Why You Keep Getting Turned Down for Jobs (and How to Turn Things Around)

To say that getting turned down for multiple jobs is discouraging is an understatement. Not only can this affect you financially, it can also erode your self-esteem.

If you are experiencing repeated rejection from employers, you can turn things around. However, you must first understand why employers aren’t hiring you.

3 Reasons You Keep Getting Turned Down for Jobs

It can be easy to berate yourself or ask “what is wrong with me?” when you can’t seem to get hired. But this mindset won’t help you. What will help is understanding what’s keeping the rejection cycle in motion.

Here are a few reasons why potential employers reject job candidates:

1. They are competent but not warm — You might have intelligent, accurate answers to every question thrown at you during an interview, the necessary credentials for the job, and a good work history. But if you aren’t warm and interesting, employers may pass on you.

2. They lack basic interview skills — This can be the case even if the person is 100 percent qualified for a job. A lack of interview skills can send employers running as they want to hire professionals who are effective communicators.  

3. Their social media accounts are unprofessional — Today’s professional must maintain social media accounts that contain only appropriate content if they want to maintain a job. Employers don’t want to onboard someone who will make their company look bad. Social media is such a big deal to employers that 48 percent of them have turned down job seekers based on what they see on their Facebook, Instagram, and Twitter profiles.

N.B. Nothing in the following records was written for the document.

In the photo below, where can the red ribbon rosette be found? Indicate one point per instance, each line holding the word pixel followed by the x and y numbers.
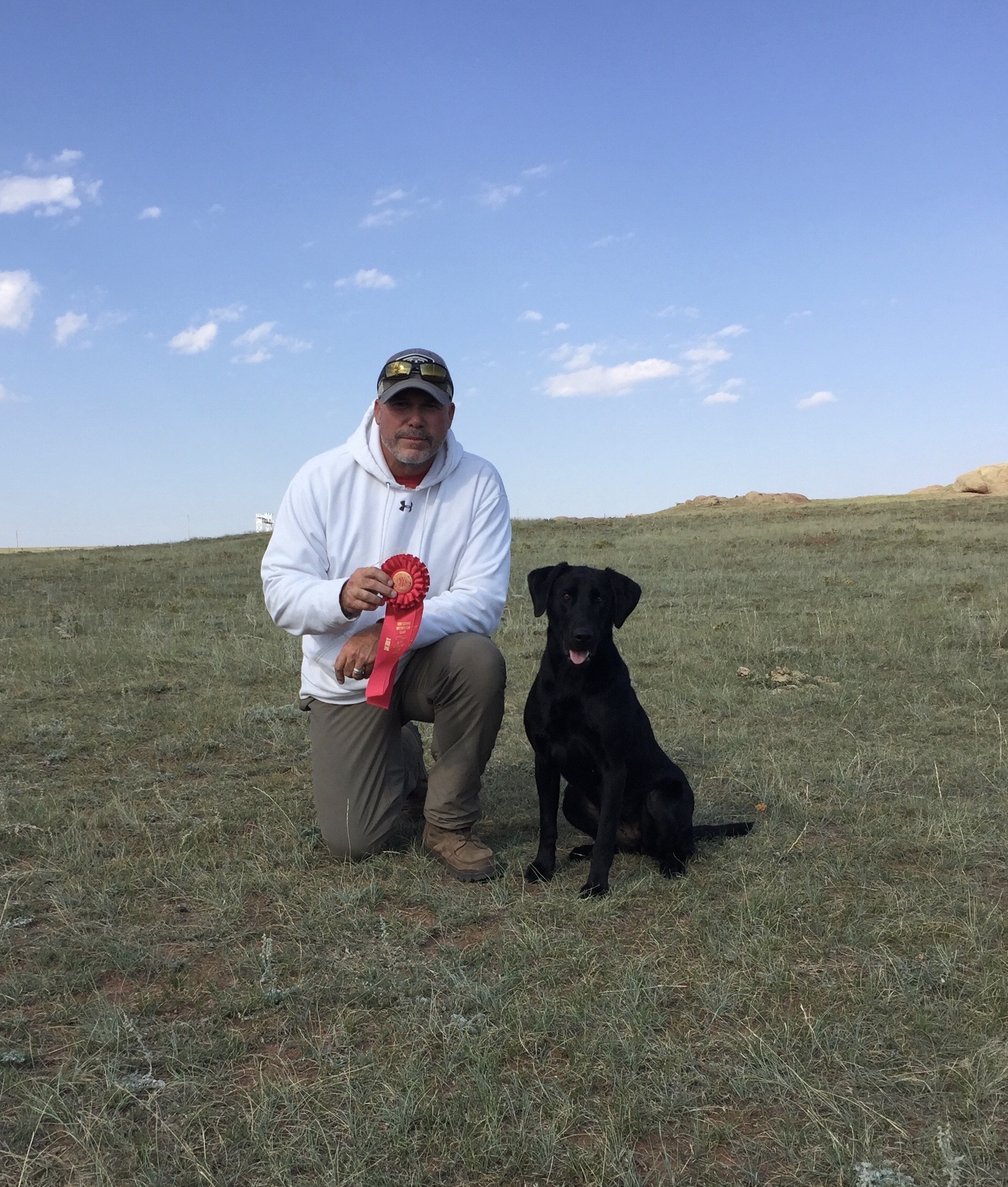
pixel 411 582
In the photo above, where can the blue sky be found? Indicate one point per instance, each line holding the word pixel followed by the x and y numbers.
pixel 667 250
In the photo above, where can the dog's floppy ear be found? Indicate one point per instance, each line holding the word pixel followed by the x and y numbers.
pixel 626 595
pixel 539 582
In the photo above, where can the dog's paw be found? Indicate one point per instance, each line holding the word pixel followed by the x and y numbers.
pixel 537 873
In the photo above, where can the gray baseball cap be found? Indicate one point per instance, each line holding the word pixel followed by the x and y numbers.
pixel 420 370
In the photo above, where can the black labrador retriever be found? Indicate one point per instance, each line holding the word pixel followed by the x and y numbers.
pixel 585 724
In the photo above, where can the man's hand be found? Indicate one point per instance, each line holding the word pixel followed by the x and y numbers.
pixel 356 659
pixel 365 589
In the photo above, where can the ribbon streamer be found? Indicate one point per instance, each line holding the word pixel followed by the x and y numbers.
pixel 403 613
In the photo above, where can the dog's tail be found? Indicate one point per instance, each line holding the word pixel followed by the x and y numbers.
pixel 716 831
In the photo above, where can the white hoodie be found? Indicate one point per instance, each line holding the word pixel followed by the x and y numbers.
pixel 345 511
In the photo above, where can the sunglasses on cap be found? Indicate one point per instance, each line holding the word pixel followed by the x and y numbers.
pixel 400 367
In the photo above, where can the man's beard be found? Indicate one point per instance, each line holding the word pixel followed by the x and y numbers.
pixel 413 457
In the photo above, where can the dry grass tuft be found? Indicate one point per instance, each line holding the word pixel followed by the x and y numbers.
pixel 195 994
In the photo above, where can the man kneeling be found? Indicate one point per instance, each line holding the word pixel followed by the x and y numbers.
pixel 400 485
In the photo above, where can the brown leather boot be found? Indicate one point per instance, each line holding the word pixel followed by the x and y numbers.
pixel 462 854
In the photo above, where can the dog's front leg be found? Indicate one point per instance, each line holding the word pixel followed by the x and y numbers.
pixel 612 809
pixel 548 784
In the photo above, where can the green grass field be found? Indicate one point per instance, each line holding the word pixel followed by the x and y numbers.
pixel 193 991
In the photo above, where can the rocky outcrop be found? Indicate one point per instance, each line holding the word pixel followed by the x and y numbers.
pixel 986 480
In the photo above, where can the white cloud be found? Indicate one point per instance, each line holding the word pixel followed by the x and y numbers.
pixel 393 195
pixel 726 393
pixel 52 195
pixel 384 210
pixel 367 278
pixel 386 218
pixel 680 311
pixel 7 396
pixel 575 357
pixel 607 240
pixel 707 356
pixel 255 335
pixel 17 293
pixel 816 399
pixel 260 341
pixel 722 398
pixel 227 312
pixel 496 196
pixel 611 380
pixel 195 340
pixel 68 324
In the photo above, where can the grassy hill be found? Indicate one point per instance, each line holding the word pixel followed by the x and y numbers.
pixel 191 991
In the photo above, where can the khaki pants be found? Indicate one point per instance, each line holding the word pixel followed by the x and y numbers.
pixel 359 773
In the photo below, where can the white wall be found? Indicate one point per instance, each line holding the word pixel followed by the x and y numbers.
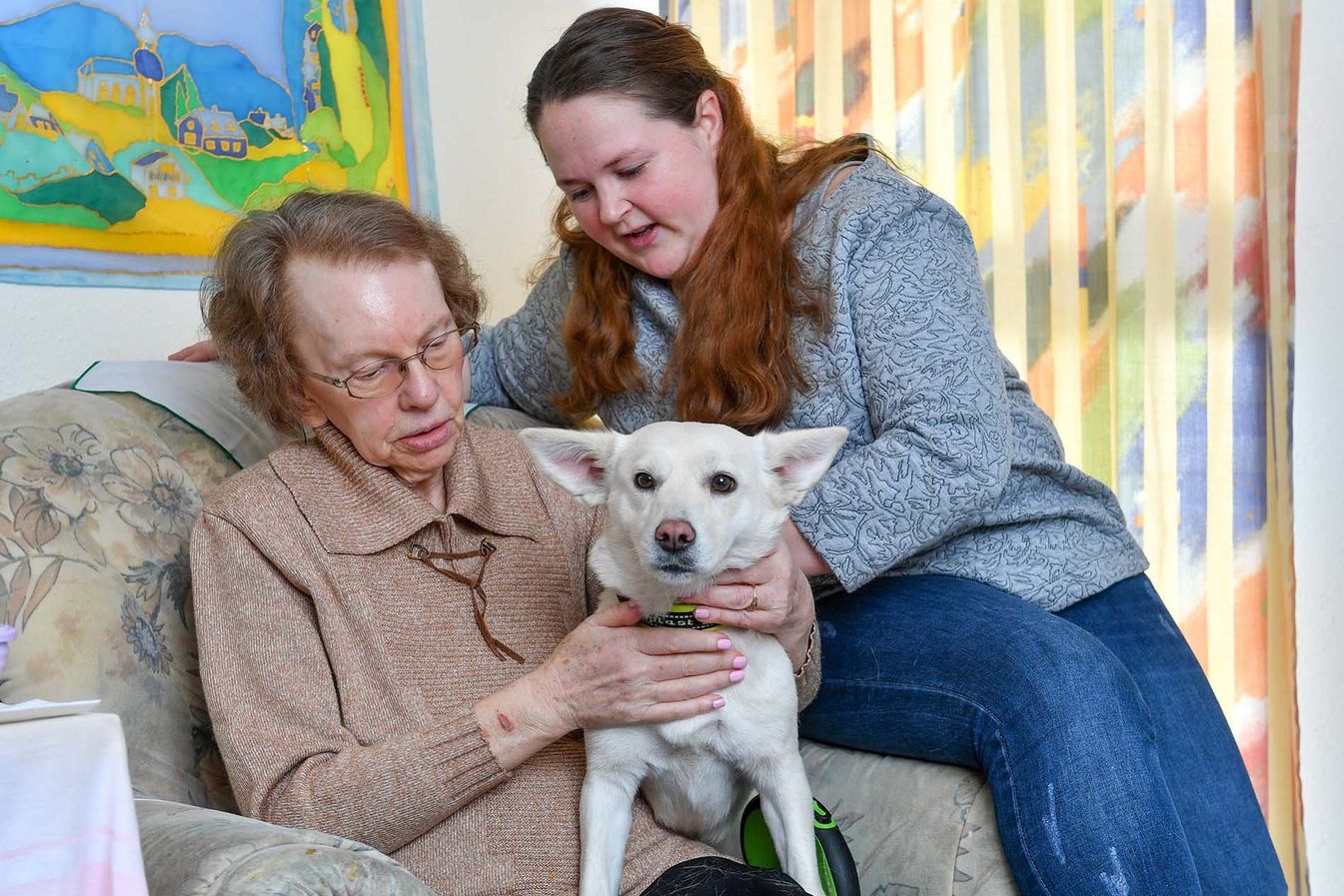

Ways to Interrupt the Cycle of Rejection from Potential Employers

If any of the scenarios mentioned above apply to you, great! That means you can fix the issues that are keeping you unemployed. Here are a few ways to interrupt the cycle of rejection from employers:

— Practice your interviews and adjust your vibe accordingly. “Ask a good friend to meet over coffee (you’re buying) and practice your responses. Have (him or her) point out if you’re being stiff, long-winded, or seem bored yourself,” wrote a contributor to The Muse.  

— Learn proper interview skills. You can glean these skills from a book, credible YouTube videos, a career coach, or a friend who seems to be a master at acing interviews. You may have to test drive these skills in a few live interviews before you land a job.

— Clean up your digital footprint. This is probably the easiest way to make yourself more hireable. Delete photos, posts, and even friends that could make employers second guess your professionalism. TimeHop, a service “which pulls in your entire social media history and shows you exactly what you posted daily to each platform in past years,” can help with this.

What steps will you take to encourage potential employers to offer you a job?